Yoga, tartufo e campestre.

Ecco la sintesi della giornata di ieri. Ora di pranzo in palestra, prima una bella seduta di pesi ed esercizi “utili alla causa” e poi -in sala a fianco- yoga. Dopo 10 anni che pratico pensavo di aver conosciuto un po’ tutti gli approcci, le metodiche, le caratteristiche delle varie scuole: la meditativa (posizioni spiegate all’essenziale con correzioni minimaliste), la “mistica” (chakra, visioni e canti), la chiacchierona (dal’inizio alla fine spiegazioni dei gesti, anche quelli inutili), la fisica (saluti al sole a go-go).

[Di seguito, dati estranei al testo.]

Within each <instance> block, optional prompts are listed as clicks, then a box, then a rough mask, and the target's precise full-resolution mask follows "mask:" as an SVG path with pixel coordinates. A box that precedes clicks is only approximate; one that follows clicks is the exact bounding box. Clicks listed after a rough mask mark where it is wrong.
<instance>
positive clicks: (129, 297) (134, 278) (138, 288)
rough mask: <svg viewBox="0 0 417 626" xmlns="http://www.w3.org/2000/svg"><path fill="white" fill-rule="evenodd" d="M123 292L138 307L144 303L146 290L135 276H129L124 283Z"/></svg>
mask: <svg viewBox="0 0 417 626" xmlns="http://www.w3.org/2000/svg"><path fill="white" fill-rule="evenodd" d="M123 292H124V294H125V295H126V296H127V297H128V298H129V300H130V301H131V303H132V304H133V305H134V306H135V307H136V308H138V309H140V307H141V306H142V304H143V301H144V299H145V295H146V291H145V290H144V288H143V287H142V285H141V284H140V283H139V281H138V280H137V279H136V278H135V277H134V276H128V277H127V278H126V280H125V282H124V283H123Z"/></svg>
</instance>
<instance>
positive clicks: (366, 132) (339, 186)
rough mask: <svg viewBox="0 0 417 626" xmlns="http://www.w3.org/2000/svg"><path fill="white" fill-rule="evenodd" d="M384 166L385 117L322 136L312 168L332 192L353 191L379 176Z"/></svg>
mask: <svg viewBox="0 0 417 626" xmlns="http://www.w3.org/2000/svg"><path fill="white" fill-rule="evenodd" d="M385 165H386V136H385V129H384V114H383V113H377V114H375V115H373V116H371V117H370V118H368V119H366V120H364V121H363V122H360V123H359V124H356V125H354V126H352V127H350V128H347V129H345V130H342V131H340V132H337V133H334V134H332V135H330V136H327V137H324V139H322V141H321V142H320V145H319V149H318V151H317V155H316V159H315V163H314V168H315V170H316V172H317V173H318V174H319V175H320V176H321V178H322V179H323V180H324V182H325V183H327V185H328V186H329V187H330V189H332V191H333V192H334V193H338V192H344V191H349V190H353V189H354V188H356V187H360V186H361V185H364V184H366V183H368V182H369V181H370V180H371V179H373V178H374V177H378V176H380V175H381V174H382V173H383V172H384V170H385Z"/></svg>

Quindi in una palestra decentrata, filiale (povera) di una rinomata, anche un po’ sfigata (o troppo caldo, o troppo freddo la sauna spenta, lo spogliatoio piccolo, il parcheggio sterrato la vista deprimente, gli attrezzi nuovi ma della sottomarca…. Non mi aspettavo certo una lezione di yoga veramente intrigante. Cioe’ quello che mi piace (e serve) veramente: uno stretching dinamico con grande utilizzo della respirazione per arrivare alle posizioni, senza fronzoli mistici o coinvolgimenti animistici. Insegnante un po’ ruvida ma pragmatica. Lo definirei yoga occidentale.

In serata, pasto libero, grazie ad un coupon di Let’s Bonus, all’Osteria del Cioccolato, in un posto che piu’ sfigato non si puo’ (zona industriale di Poggio Piccolo, Stradelli Guelfi), ma molto caratteristica, a partire dal bere “a self service”, acqua e vino, con pignoletto, merlot, barbera e sangiovese.

Il nostro coupon ci dava diritto al menu a base di tartufo, con uovo all’occhio di bue (ahime’ mangiato prima di fotografarlo) in tegamino, ricoperto da una bella grattugiata di tartufo nero (lo scorzone). A seguire, gnocchi e cappello del prete, sempre in crema tartufata, e dal filetto (eccellente) di carne ricoperto da fettine di tartufo con pure’ di patate con pezzetti di tartufo (naturalmente). Il dolce tortino di cioccolato caldo con crema. Veramente un bel posto dove passare una bella serata.

Oggi pomeriggio, sabato, prima campestre stagionale (a Pieve di Cento) e primo ultimo posto, e pure con distacco. Certo, le campestri sono esattamente l’opposto della mia gara ideale, anzi direi che non mi piace nessun aspetto: dal terreno accidentato, alla lunghezza (max 5 chilometri), dalla velocita’ (correre a 5.00/km, velocita’ ultrasonica per me di questi tempi, come volevasi dimostrare, serve ad arrivare ultimo) alla stagionalita’, sempre d’inverno, meglio se nevoso/piovoso (solo la grande siccita’ di questi ultimi due anni mi hanno salvato dal fango). Infine lo scarpino chiodato, che a sbagliare l’orientamento della punta del piede si finisce lunghi distesi.

Pero’ le faccio, perche’ mi servono come esercizio di forza (valida alternativa alle ripetute in salita) e soprattutto per la propriocettivita’ dell’arto inferiore, in cui io sono carente. Insomma provo ad illudermi di poter imparare a correre un po’ meglio. Il problema e’ che oltre al fatto di essere comunque lento “di velocita’ base” (il primo ci ha impiegato 17 minuti e spiccioli, io 25′ e 32″, e vi assicuro che ci ho tirato al massimo) la mia batteria e’ composta da M40 ed M45, ovvero gente che ha fra i 40 ed i 49 anni, e al limite potrei addurre questa scusa per dire “sono piu’ giovani, e’ ovvio che vadano piu’ forte”, il problema e che’ se si va a vedere la classifica degli M50 sarei comunque ultimo. Evviva.

Insomma vada per l’utilita’ della campestre, ma se anche non arrivassi ultimo (che poi ci sono le altre batterie, dietro scalpitanti in attesa del via) sarei molto piu’ contento.